The substance of the description includes three things-a vigorous, growing population, agricultural prosperity, and freedom from invasion. The language is obscure, especially in Psalms 144:14, but the general drift is plain. The characteristic Jewish blessing of numerous offspring is first touched on in two figures, of which the former is forcible and obvious, and the latter obscure. The comparison of the virgin daughters of Israel to "corners" is best understood by taking the word to mean "corner pillars," not necessarily caryatides, as is usually supposed-an architectural decoration unknown in the East. The points of comparison would then be slender uprightness and firm grace. Delitzsch prefers to take the word as meaning cornices, such as, to the present day, are found in the angles of Eastern rooms, and are elaborately carved in mazy patterns and brightly coloured. He would also render "variegated" instead of "carved." But such a comparison puts too much stress on gay dresses, and too little on qualities corresponding to those of the "well-grown" youths in the former clause.

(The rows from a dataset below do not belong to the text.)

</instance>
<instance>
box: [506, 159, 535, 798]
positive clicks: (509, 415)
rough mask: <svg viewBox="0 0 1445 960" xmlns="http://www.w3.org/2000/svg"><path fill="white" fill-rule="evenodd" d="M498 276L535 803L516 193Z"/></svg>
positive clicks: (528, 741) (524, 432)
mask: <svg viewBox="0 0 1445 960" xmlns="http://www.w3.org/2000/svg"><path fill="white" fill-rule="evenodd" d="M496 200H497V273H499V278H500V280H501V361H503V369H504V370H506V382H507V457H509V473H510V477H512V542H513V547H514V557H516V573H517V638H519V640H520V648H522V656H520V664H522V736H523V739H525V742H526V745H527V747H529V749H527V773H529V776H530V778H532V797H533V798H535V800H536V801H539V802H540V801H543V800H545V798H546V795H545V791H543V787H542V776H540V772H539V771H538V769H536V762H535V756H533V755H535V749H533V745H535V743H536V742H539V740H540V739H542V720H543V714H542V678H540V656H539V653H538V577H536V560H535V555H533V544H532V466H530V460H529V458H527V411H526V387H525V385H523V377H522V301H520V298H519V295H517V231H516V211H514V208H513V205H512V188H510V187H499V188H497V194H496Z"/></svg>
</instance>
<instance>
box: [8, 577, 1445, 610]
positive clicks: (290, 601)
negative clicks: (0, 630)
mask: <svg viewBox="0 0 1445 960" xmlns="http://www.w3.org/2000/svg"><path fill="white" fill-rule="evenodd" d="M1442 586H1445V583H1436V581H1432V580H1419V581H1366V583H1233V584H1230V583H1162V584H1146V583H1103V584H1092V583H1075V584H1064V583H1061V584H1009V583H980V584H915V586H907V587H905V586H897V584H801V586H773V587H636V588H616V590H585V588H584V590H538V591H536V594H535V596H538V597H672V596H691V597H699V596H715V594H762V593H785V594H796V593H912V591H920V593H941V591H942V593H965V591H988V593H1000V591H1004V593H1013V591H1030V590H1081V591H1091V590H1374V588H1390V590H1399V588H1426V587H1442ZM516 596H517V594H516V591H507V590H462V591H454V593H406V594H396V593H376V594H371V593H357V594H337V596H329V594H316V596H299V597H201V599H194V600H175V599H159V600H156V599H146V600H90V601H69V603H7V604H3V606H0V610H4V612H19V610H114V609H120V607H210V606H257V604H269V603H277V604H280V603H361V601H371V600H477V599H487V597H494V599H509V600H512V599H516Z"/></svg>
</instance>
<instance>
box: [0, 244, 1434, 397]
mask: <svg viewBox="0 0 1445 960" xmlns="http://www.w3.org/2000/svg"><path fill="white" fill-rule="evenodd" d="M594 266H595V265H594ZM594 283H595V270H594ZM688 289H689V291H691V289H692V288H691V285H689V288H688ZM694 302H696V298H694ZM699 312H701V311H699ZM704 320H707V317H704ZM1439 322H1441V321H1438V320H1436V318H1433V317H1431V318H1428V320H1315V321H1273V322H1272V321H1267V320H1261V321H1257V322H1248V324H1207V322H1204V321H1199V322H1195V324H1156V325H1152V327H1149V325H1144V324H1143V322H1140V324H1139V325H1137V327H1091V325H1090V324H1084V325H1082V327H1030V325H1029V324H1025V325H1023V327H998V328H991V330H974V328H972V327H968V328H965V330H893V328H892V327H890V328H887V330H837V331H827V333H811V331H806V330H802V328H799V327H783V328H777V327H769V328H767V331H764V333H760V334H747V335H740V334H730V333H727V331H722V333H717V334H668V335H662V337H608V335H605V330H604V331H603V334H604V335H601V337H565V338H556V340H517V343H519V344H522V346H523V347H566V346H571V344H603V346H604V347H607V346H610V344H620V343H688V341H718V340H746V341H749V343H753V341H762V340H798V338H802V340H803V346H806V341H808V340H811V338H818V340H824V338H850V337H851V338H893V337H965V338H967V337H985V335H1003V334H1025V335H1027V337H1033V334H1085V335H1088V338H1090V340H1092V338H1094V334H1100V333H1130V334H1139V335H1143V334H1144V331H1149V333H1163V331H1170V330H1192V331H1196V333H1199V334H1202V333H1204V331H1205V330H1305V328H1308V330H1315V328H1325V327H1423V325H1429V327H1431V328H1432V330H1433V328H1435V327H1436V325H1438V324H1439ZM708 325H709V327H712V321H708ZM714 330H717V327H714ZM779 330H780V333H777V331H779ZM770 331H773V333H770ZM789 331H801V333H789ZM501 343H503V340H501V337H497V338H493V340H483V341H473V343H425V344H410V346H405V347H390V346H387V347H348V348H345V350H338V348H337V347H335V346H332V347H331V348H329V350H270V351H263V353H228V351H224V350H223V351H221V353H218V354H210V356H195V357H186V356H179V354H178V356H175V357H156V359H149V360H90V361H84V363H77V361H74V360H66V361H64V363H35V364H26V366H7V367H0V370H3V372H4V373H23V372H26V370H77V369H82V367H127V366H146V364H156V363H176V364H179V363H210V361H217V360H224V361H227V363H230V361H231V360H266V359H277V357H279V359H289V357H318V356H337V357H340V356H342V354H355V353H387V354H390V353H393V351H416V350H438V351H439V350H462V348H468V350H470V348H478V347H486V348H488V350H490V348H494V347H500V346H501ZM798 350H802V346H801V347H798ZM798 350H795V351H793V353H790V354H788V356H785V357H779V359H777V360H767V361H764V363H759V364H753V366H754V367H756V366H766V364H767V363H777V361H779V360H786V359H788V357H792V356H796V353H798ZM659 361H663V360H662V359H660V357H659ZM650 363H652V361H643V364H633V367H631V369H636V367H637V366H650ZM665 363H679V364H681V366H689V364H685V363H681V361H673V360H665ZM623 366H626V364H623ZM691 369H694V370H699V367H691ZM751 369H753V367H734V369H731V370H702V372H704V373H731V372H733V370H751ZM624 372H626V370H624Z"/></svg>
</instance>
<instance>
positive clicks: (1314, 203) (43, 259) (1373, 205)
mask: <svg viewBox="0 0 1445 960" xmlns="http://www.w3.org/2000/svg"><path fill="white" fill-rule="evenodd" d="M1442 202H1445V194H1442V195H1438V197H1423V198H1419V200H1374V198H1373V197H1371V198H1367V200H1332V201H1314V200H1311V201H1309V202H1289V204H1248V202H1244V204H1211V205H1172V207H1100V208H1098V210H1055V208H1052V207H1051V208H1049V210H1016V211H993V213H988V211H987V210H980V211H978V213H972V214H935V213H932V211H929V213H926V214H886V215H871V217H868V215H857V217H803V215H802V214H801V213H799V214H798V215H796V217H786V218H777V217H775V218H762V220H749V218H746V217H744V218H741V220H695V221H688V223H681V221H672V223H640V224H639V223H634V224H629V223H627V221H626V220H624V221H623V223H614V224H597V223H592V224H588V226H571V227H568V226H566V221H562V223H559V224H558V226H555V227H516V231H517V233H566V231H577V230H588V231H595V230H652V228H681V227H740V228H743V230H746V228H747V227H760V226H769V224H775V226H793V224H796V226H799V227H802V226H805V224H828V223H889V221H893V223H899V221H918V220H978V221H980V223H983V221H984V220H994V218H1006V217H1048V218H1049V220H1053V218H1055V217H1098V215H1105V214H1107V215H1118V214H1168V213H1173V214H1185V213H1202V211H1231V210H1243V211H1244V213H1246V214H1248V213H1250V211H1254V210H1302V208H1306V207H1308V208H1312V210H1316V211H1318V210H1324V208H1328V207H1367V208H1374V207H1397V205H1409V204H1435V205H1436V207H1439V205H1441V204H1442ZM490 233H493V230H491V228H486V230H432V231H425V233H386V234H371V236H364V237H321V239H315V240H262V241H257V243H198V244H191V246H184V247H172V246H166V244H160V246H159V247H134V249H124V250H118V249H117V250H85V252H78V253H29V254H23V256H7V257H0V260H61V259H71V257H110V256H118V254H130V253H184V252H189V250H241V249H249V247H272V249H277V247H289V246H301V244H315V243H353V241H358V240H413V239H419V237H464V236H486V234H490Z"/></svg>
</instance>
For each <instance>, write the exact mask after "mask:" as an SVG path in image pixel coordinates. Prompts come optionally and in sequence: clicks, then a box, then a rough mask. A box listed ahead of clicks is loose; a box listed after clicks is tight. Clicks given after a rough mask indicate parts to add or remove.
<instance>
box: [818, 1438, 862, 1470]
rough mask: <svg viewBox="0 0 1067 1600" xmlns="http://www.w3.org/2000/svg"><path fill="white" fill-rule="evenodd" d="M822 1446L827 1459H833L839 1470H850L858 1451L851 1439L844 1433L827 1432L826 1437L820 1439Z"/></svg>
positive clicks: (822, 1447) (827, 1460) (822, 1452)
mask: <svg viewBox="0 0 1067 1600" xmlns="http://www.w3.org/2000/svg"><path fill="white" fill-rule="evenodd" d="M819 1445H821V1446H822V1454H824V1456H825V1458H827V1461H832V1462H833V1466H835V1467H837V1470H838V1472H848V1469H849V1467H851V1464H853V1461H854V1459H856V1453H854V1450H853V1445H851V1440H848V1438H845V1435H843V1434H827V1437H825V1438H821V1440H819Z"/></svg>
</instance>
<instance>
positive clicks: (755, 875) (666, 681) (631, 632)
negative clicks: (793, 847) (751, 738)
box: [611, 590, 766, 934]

The description of a flourishing rural community is full of difficult words. "Granaries" is found only here, and "kind" is a late word. "Fields" is the same word as is usually rendered "streets"; it literally means "places outside," and here obviously must refer to the open pastures without the city, in contrast to the "open spaces" within it, mentioned in the next verse. In that verse almost every word is doubtful. That rendered "kine" is masculine in form, but is generally taken as being applicable to both sexes, and here used for the milky mothers of the herd. The word translated above "heavy with young" means laden, and if the accompanying noun is masculine, must mean laden with the harvest sheaves; but the parallel of the increasing flocks suggests the other rendering. The remainder of Psalms 144:14 would in form make a complete verse, and it is possible that something has fallen out between the first clause and the two latter. These paint tranquil city life when enemies are far away. "No breach"-i.e., in the defences by which besiegers could enter; "No going forth"-i.e., sally of the besieged, as seems most probable, though going forth as captured or surrendering has been suggested; "No cry"-i.e., of assailants who have forced an entrance, and of defenders who make their last stand in the open places of the city.

The last verse sums up all the preceding picture of growth, prosperity, and tranquillity, and traces it to the guardian care and blessing of Jehovah. The psalmist may seem to have been setting too much store by outward prosperity. His last word not only points to the one Source of it, but sets high above the material consequences of God’s favour, joyous as these are, that favour itself, as the climax of human blessedness.